2016-06-30
The year 1999 began with attempts to manipulate embryonic stem cells, capable of developing into every tissue and organ in the human body.

The last century ended with increasing pressures to patent human genes, the segments of DNA that carry the code of human life.

Not surprisingly, the driving force behind these initiatives is economic: These new technologies promise virtually limitless profit to the burgeoning biotech industry, which provides most of the research funding. Although the emphasis is on the medical potential--building new organs to replace old and eliminating genetic anomalies--the marketplace will undoubtedly step in. There will be pressure to create "designer babies" with preselected characteristics, including, via the wizardry of cloning, another person's genetic makeup.

Where does the Orthodox Church stand on this issue, which involves manipulation of human life at its most basic level?

In 1998, the Holy Synod of the Orthodox Church in America called for a moratorium on experimentation leading toward the cloning of human beings. As the human genome project nears completion, that call needs to be renewed and specified to cover all manipulation of human genetic material for commercial purposes that don't include acceptable therapies.

And legislation should definitely be enacted to prohibit human genetic patenting.

The church draws its stance from a vision of the human "person" built around scriptures and patristic teaching.

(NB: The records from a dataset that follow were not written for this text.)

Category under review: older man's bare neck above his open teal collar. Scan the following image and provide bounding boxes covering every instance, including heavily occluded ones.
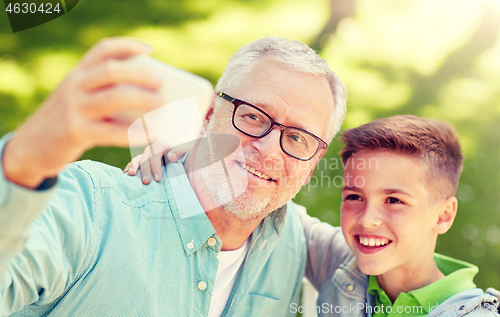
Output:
[184,151,264,251]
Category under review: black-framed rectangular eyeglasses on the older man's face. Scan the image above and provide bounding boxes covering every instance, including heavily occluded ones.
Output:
[217,92,327,161]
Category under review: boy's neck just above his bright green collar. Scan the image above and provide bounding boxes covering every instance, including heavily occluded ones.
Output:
[377,254,445,304]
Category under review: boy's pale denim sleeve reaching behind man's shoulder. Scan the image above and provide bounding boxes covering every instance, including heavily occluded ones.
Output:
[296,205,351,290]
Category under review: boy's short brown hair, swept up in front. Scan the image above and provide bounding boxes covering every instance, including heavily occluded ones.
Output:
[339,115,463,201]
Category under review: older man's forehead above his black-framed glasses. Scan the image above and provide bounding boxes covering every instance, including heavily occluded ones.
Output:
[232,58,334,138]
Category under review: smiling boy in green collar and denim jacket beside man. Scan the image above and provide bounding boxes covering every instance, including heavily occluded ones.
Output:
[302,115,499,317]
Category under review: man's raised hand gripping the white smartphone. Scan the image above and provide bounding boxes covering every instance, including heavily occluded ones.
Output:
[2,38,163,188]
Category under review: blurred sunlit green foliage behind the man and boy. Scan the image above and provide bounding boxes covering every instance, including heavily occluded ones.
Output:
[0,0,500,288]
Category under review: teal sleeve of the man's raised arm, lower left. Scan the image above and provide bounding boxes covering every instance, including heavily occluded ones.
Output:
[0,135,96,316]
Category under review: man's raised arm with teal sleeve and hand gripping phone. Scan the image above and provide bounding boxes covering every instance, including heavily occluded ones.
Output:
[0,38,162,314]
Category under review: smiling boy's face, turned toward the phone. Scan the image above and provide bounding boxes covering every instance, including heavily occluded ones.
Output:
[341,151,443,275]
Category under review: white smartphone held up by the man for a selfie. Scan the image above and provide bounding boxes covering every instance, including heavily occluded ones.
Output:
[121,55,215,157]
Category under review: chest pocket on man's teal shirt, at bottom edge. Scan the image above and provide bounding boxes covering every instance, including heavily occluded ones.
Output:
[237,294,288,316]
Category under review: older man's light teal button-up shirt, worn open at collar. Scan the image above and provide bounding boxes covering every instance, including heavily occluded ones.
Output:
[0,132,306,317]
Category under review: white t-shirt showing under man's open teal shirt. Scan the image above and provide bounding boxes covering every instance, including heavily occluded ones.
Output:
[208,240,248,317]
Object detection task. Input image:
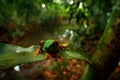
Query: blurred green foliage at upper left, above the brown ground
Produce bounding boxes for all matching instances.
[0,0,65,37]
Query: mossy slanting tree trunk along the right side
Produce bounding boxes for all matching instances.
[82,0,120,80]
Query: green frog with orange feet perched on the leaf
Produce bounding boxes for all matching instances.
[35,39,65,60]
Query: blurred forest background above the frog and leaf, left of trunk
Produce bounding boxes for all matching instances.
[0,0,115,46]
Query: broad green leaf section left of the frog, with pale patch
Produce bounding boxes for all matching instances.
[0,43,45,69]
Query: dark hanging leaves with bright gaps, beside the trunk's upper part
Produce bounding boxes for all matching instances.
[66,0,115,31]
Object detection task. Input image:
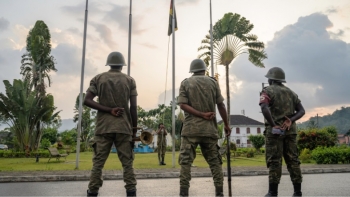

The Orthodox doctrine of the human person begins with the Genesis affirmation that every human being is created "in the image and likeness of God." However the term "image" is defined, it implies that people are not isolated but members of a community. And the primary and primordial community is that of the church.

The ultimate model for this community is God himself: the eternal life-in-communion of Father, Son, and Holy Spirit.

"Be perfect," Jesus instructs his followers, "as your heavenly Father is perfect." That perfection, in God's terms, is expressed as self-sacrificing love, offered as a free gift, particularly to his people.

In order for us to reflect God's perfection, we cannot avoid engaging in an ongoing struggle against the tendencies of our darker side, what the ascetic tradition calls the "passions."

Accordingly, many teachers of the faith make a distinction between "image" and "likeness." They define "likeness" as the goal of that struggle. Just as every human being is created in the divine "image," every one is called to assume the divine "likeness."

The image refers to our nature. The likeness, on the other hand, constitutes the goal toward which each of us is called to strive.

That goal is described by the Fathers as "theosis," a Greek word meaning "deification." It means that our purpose is to emulate God's attributes such as justice, truth, beauty, and love.

One of Orthodoxy's main convictions is its understanding of the eternal value of humanity. However much it may stress the reality of sin, Orthodox Christianity also acknowledges that the chief aim of human existence is to glorify God.

What does this imply with regard to our original question concerning the manipulation and commercial exploitation of human genetic material?

Above all, it means that no manipulation of humanity is acceptable unless that manipulation is for strictly therapeutic purposes. This necessarily excludes experimentation using viable human embryos (who, in God's eyes, are bearers of the divine image and not merely "blobs of tissue"), just as it excludes the patenting of human genes for commercial ends.

Already physicians are complaining that certain recently developed diagnostic tests involving genes (for Alzheimer's disease, for example) are not available to them because patents on the procedures are held by private corporations. In America, we once expressed shock at the way Japanese companies "owned" their employees. The risk today is infinitely greater: that commercial interests will literally "own" us, insofar as they control our DNA.

This newly acquired knowledge of genetics, with its extraordinary potential for good or ill, must be kept in the public domain. Otherwise we face the risk of succumbing to a new and insidious form of slavery, in which our genetic heritage is literally owned by business and government.

People--created in God's image and called to progress toward the divine likeness--are irreducible and unrepeatable. Any attempt to reduce people to a reservoir of genetic components, or to reproduce us through cloning, is an offense--perhaps the ultimate offense--against human rights, human dignity, and human value.